Conditions hindered chance of recovery

A gynecologist operated on the president because a well-known surgeon was out of town, the library director said.
Primitive conditions under which doctors operated on President William McKinley contributed to his death, according to a retired pathologist.
Patrick Finan, director of the McKinley Memorial Library, said there was some dispute after McKinley was shot Sept. 6, 1901, about whether a gynecologist at the scene would operate or if they should wait for renowned surgeon Dr. Roswell Park, who was out of town.
They opted for the gynecologist, Dr. Matthew Mann.
"Dr. Mann operated and did pretty well," said Dr. Ludwig Deppisch, who retired last year after 25 years at Forum Health Northside Medical Center.
Dr. Deppisch, who now lives in Tucson, Ariz., taught an elective course on the health of U.S. presidents at Northeast Ohio Universities College of Medicine in Rootstown.
One of the bullets from the assassin's revolver bounced off a button on McKinley's clothing, the other pierced his abdomen, perforating his stomach and damaging his pancreas and part of a kidney.
Operating table: McKinley was taken to a makeshift hospital on the grounds of the exposition facility he was visiting and placed on a primitive operating table.
"There was really no artificial lighting," the doctor said. "They were operating by the sun."
McKinley's regular physician, Dr. Presley Rixey, a Navy medical officer, held a mirror during the surgery to direct sunlight into the wound.
McKinley's physique also complicated matters.
"McKinley was not a thin man," Dr. Deppisch said. "He didn't believe in physical exercise and he was a rather rotund fellow."
Dr. Mann didn't remove the bullet, reasoning that his probing for it aggravated the president's condition and it didn't appear to be causing harm. He sutured the wounds, and the president seemed to improve.
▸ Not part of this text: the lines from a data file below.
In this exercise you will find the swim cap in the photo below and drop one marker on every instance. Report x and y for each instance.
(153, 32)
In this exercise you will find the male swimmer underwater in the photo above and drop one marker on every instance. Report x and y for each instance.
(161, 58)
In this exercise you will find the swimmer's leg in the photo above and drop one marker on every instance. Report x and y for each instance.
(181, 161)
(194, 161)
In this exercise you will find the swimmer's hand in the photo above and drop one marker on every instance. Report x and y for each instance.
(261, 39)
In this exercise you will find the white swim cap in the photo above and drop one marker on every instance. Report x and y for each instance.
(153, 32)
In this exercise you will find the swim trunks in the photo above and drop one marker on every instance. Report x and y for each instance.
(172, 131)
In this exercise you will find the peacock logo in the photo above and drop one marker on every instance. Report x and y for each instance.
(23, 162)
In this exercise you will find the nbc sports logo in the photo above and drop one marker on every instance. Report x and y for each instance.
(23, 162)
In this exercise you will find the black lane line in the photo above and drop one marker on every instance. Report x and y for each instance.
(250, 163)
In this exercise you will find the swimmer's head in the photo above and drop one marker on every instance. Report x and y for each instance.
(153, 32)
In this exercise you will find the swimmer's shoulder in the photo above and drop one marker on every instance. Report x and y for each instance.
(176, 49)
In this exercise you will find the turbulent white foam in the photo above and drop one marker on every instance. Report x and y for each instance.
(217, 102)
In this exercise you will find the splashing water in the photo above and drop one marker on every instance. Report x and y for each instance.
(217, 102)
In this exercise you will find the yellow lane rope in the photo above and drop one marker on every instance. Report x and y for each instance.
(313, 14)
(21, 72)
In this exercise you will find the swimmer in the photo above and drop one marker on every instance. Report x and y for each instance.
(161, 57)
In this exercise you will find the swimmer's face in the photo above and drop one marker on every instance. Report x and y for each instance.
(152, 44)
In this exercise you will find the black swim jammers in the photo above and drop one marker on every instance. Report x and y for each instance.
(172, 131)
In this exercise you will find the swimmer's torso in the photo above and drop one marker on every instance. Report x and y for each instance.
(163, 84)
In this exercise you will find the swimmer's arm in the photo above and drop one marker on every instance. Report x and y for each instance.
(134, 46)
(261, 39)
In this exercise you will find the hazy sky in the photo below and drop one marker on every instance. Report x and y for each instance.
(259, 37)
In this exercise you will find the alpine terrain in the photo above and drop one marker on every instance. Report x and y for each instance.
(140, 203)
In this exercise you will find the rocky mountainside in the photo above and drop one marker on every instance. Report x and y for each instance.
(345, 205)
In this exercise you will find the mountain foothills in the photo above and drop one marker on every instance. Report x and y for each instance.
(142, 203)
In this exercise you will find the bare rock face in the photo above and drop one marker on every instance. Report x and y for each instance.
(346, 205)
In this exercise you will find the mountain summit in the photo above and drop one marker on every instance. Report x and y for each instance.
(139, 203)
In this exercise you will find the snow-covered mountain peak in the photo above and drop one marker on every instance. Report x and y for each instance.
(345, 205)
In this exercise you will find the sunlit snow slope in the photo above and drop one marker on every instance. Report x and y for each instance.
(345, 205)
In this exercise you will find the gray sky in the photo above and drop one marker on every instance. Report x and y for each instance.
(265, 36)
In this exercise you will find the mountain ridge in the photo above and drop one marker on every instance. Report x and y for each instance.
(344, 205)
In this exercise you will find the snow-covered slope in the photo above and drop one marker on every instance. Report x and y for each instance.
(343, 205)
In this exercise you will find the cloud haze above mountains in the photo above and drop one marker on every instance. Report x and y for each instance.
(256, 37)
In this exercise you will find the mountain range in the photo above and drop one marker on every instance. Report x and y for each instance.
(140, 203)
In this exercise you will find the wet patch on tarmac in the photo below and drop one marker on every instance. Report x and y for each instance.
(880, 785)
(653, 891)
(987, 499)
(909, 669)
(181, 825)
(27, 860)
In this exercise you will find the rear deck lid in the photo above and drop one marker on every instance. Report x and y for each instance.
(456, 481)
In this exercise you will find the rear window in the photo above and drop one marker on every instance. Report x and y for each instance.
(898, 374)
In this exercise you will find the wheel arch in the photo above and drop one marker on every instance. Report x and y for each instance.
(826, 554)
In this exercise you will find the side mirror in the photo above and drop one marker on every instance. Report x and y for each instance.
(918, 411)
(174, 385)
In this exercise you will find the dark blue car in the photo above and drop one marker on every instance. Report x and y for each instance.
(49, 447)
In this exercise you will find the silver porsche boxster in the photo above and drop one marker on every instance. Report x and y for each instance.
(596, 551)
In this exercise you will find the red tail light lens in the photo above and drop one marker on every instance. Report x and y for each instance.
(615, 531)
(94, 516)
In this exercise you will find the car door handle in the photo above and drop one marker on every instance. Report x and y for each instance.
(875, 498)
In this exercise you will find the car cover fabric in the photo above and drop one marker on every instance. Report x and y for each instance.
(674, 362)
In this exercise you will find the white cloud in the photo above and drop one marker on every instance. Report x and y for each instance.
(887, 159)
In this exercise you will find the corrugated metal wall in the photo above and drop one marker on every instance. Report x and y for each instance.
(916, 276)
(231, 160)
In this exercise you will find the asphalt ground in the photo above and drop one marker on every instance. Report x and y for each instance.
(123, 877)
Optimistic: "The physician was so optimistic about his recovery that he told [Vice President] Teddy Roosevelt to go ahead to the Adirondacks and go camping," Dr. Deppisch said.
But eight days after the shooting, McKinley died. Reading from the autopsy report, Dr. Deppisch said destruction of the pancreas was listed as the cause of death.
A person wounded the same way today "would survive, no question," the doctor said.
Dr. Deppisch is pursuing a master's degree in history at the University of Arizona. His thesis is on the White House physicians. He returns to the area periodically and gives lectures on presidents' health.